Tem gente que se acha valente demai, mai adespoi o esprito parece que fica
cracomido e acaba na maió tristeza do mundo...”.
“Quem sou eu,
meu Deus? Um nada, um zé-ninguém, um desgraçada de um matador de uma figa. Que
home sou sem a arma na mão, sem a cartucheira empinhada pa mostrar valentia?”.
“Um covarde
que sou, um desumano que sou, num sou mermo é nada. Triste daquele que pensar
que tá fazeno bom negoço viver ganhano vintém pa fazer o sangue de gente de
famia jorrar pelas estrada, nos caminhos desse mundão...”.
“Inté hoje,
mermo já tenho feito tanta mardade, num tenho nada que seja meu. Num tenho
casa, num tenho um pedaço de chão, nada. Nem famia eu tenho, só esse mundo que
num é meu...”.
“Queria mermo
era arribar daqui. Mai sei que é munto difici. Dessa vida só se sai fugino do
mardito patrão. Se o coroné suber que quero deixar de ser jagunço entonce quem
vai ser tocaiado sou eu. Sei disso. Assim já aconteceu com Vadão e
Porqueirinha...”.
“Uma vez
entrado nessa vida, o destino é viver com as mão suja de sangue inté o fim. Tem
gente que eneveiece jagunço e adespoi é abandonado como cachorro sarnento.
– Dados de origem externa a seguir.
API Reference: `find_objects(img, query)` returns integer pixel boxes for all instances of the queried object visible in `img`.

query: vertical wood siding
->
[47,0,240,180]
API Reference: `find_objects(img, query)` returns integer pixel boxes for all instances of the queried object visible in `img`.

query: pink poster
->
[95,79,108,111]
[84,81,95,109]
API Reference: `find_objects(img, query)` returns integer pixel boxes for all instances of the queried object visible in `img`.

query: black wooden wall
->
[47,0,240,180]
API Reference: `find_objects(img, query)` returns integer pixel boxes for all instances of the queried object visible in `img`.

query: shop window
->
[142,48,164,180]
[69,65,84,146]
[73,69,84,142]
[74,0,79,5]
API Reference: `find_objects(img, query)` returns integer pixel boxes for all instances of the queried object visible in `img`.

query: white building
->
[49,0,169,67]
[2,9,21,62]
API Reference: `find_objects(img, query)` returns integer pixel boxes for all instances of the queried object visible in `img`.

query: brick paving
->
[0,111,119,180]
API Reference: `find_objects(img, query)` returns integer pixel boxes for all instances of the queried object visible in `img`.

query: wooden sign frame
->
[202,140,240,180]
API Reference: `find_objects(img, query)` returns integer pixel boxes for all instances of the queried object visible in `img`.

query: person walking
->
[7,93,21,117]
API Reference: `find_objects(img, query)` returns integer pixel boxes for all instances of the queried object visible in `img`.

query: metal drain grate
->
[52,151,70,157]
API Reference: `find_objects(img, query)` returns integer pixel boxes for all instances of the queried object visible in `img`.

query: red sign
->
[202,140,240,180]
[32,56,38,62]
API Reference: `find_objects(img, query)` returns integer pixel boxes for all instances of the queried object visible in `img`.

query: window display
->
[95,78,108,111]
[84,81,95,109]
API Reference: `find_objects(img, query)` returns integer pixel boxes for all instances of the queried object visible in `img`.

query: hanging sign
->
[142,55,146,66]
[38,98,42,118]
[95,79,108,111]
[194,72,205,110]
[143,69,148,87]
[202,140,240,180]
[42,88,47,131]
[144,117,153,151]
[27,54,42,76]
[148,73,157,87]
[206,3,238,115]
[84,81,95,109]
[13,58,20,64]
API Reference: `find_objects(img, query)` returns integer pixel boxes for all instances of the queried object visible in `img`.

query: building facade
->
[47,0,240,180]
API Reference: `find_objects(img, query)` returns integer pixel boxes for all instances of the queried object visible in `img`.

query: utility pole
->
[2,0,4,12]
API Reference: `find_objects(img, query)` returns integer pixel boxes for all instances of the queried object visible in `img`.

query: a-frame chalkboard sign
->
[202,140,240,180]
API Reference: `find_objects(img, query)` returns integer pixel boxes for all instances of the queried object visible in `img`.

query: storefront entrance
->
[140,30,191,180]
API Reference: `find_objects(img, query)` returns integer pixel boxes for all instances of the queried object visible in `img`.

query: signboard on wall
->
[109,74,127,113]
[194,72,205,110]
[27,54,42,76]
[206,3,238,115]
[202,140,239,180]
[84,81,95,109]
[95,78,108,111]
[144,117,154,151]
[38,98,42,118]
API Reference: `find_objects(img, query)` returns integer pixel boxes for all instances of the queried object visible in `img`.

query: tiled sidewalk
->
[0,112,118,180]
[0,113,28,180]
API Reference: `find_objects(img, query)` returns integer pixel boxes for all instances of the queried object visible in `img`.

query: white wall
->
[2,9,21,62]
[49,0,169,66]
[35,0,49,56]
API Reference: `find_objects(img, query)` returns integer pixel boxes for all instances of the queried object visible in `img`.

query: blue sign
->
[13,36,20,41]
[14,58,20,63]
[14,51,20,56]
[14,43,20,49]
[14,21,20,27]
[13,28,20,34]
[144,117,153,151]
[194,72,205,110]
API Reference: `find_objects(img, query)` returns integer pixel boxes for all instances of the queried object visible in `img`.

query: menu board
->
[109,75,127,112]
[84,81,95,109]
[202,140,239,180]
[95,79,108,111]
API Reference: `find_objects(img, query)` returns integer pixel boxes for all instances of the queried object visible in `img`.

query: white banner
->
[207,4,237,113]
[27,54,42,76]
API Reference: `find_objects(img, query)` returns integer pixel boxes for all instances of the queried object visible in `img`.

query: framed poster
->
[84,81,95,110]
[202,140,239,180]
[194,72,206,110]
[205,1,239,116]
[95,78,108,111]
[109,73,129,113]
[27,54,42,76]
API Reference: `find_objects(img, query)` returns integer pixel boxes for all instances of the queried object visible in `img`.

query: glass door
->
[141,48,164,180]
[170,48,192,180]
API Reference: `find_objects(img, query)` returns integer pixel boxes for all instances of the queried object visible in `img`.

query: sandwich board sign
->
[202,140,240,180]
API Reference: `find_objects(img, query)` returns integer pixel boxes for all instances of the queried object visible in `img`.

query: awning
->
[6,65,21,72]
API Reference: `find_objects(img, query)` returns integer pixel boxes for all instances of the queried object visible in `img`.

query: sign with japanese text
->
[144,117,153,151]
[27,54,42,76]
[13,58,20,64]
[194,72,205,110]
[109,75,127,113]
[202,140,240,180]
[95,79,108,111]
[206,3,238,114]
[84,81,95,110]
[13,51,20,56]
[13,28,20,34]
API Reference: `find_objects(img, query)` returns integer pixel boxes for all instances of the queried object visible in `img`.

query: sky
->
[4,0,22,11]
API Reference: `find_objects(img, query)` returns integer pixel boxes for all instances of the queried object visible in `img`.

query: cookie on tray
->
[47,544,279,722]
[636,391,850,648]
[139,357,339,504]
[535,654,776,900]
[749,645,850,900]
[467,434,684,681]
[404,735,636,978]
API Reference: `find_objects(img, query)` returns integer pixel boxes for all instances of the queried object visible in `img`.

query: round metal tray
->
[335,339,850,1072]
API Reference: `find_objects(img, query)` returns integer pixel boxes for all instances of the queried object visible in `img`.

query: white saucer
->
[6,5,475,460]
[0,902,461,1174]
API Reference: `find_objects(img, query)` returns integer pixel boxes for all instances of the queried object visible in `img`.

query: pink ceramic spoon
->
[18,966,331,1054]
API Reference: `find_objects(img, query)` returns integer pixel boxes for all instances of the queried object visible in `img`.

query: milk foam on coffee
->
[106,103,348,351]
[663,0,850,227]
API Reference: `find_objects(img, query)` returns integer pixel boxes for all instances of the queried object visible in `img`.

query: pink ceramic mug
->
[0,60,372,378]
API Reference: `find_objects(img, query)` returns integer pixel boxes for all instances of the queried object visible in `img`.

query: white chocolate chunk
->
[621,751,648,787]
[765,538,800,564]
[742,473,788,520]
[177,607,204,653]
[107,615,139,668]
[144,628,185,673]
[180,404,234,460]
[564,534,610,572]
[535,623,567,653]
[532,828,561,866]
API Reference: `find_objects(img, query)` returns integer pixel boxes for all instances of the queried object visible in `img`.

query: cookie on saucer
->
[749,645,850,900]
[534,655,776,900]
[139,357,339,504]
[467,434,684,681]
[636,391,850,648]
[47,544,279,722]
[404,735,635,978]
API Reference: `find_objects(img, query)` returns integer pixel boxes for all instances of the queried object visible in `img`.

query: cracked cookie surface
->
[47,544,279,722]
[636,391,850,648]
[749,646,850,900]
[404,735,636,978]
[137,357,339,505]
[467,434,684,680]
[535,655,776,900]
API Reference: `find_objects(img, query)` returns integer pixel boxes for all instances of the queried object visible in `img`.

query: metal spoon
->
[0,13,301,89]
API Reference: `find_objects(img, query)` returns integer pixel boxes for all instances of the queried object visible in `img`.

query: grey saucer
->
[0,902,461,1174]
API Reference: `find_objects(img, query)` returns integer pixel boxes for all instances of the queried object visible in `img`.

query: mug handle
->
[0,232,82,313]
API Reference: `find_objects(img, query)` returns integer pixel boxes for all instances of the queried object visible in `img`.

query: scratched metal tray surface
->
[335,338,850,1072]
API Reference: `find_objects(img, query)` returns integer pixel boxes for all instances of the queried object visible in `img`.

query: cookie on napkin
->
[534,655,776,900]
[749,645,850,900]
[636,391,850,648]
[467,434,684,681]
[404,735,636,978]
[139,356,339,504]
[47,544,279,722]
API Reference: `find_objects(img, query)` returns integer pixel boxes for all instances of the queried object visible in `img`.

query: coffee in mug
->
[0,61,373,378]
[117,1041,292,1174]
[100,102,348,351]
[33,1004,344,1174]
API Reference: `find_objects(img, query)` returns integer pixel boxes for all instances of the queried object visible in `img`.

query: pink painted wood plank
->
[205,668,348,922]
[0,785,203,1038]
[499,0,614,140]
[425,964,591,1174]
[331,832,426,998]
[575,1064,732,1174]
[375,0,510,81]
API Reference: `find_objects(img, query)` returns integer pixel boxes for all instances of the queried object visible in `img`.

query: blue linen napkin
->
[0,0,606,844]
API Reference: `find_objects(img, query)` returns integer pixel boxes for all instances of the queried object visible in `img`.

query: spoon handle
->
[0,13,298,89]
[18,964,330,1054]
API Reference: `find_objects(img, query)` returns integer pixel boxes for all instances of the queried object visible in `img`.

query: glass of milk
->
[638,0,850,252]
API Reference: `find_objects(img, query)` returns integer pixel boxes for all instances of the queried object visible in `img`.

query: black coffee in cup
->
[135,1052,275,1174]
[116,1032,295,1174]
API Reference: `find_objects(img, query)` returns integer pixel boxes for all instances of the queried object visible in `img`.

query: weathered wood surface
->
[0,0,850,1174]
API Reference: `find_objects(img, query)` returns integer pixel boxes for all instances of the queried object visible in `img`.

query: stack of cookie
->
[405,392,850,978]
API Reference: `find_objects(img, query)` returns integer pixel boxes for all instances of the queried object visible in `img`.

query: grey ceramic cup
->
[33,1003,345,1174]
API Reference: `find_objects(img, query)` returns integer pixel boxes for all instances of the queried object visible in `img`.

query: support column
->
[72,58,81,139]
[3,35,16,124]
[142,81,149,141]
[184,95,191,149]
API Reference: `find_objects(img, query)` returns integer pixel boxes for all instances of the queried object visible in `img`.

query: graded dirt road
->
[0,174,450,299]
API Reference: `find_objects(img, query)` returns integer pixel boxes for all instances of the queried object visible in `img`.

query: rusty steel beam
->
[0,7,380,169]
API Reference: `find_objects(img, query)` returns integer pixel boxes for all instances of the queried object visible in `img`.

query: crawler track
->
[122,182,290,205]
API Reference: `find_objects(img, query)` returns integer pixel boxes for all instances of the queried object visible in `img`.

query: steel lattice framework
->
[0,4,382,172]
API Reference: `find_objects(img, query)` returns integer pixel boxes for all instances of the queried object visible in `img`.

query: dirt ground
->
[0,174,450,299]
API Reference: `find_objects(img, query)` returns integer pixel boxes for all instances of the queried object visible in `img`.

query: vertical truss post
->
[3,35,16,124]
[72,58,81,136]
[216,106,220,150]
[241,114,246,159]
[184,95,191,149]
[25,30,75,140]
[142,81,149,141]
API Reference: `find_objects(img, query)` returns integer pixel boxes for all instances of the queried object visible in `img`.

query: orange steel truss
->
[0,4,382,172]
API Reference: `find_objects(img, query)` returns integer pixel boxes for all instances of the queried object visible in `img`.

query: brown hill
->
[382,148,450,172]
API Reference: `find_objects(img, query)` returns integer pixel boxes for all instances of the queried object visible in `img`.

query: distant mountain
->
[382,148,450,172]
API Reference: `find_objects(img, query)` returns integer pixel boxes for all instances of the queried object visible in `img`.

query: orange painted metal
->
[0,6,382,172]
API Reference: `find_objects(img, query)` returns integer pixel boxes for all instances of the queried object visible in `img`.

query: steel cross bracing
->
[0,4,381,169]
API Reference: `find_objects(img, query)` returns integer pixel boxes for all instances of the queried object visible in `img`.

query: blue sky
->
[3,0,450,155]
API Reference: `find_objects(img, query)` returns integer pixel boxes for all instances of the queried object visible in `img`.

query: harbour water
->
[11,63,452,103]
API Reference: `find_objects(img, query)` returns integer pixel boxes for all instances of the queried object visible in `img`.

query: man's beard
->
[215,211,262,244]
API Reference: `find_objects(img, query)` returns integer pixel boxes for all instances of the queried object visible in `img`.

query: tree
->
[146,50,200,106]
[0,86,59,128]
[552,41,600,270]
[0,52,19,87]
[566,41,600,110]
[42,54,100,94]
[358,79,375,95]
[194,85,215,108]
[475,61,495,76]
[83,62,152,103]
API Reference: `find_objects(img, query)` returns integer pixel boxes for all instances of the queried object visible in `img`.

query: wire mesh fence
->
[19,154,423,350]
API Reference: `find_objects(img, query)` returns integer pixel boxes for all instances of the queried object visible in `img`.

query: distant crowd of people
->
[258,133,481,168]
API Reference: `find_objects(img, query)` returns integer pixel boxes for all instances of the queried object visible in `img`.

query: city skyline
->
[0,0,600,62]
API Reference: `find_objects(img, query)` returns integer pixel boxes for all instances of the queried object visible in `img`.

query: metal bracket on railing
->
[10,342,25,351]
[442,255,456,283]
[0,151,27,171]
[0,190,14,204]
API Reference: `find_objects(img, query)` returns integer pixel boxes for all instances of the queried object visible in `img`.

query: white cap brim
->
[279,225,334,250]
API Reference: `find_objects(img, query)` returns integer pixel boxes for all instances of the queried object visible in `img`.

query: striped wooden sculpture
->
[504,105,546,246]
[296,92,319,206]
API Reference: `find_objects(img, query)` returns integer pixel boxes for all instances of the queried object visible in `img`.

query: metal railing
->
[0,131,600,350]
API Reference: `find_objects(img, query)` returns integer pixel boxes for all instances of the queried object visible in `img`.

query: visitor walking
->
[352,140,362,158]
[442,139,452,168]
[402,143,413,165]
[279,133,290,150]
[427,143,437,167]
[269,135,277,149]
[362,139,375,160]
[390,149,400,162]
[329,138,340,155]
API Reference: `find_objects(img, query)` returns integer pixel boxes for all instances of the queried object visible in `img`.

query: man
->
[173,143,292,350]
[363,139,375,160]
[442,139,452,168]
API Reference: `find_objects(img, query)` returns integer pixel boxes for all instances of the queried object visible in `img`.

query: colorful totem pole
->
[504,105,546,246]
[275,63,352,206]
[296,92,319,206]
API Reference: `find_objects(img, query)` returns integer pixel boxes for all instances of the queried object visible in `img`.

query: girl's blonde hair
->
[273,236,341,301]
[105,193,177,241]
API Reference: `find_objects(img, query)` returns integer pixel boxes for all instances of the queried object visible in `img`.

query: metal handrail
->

Jagunço sem serventia num interessa a coroné argum...”.
“Num sei
quantos ano tenho agora. Mai sei que já me sinto enveiecido pru dento. No dia
que eu faiá a pontaria quem vai servir de comida de urubu sou eu...”.
“Mai num sei o
que fazer não. Tarvez arribe daqui no escondido. Tarvez eu me junte aos home de
outo coroné, o coroné Espaciano. Mai tudo a merma coisa. Tudo a merma vida de
jagunço, de morte e sem futuro...”.
“Que Deus
escute o que digo, se é que aina mereço ser ouvido. Mai se minha mão de sangue
pudesse ser lavada em troca de sarvação, entonce agorinha mermo eu dava cabo de
minha pórpia vida. Mai se que vou ter que morrer pa sofrer aina mai...”.
“E sofrimento
aina pior dos que tanto já fiz calar o gemido com mai uma bala no meio da
testa. Mai isso num é vida. Num sei o que é, mai isso num é vida...”.